Discovering Creative Insights in Promotional Artwork | by Netflix Technology Blog | Jan, 2023
By Grace Tang, Aneesh Vartakavi, Julija Bagdonaite, Cristina Segalin, and Vi Iyengar
When members are shown a title on Netflix, the displayed artwork, trailers, and synopses are personalized. That means members see the assets that are most likely to help them make an informed choice. These assets are a critical source of information for the member to make a decision to watch, or not watch, a title. The stories on Netflix are multidimensional and there are many ways that a single story could appeal to different members. We want to show members the images, trailers, and synopses that are most helpful to them for making a watch decision.

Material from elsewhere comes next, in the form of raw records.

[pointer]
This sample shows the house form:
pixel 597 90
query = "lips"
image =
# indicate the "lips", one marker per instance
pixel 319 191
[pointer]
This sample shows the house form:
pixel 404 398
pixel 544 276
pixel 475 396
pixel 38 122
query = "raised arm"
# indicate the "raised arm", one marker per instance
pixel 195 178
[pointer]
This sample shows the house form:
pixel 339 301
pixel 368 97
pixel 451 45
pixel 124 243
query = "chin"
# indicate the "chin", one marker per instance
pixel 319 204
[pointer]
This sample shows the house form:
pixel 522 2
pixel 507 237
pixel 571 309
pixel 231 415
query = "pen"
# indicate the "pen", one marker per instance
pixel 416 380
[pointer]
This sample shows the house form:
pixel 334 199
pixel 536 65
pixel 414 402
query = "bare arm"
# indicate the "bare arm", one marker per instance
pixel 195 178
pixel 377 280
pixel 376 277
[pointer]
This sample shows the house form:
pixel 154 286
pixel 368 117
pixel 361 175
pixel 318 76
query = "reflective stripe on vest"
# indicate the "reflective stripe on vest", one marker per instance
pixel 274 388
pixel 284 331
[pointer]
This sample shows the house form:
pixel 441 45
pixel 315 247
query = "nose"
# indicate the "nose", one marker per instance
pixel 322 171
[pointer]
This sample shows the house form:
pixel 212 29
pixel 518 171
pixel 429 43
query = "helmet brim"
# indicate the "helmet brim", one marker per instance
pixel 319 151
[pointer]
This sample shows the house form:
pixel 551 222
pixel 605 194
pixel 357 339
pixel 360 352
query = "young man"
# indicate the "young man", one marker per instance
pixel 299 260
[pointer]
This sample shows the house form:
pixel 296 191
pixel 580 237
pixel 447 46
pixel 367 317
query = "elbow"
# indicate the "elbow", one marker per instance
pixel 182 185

In a previous blog post we explained how our artwork personalization algorithm can pick the best image for each member, but how do we create a good set of images to choose from? What data would you like to have if you were designing an asset suite?
In this blog post, we talk about two approaches to create effective artwork. Broadly, they are:
- The top-down approach, where we preemptively identify image properties to investigate, informed by our initial beliefs.
- The bottom-up approach, where we let the data naturally surface important trends.
Great promotional media helps viewers discover titles they’ll love. In addition to helping members quickly find titles already aligned with their tastes, they help members discover new content. We want to make artwork that is compelling and personally relevant, but we also want to represent the title authentically. We don’t want to make clickbait.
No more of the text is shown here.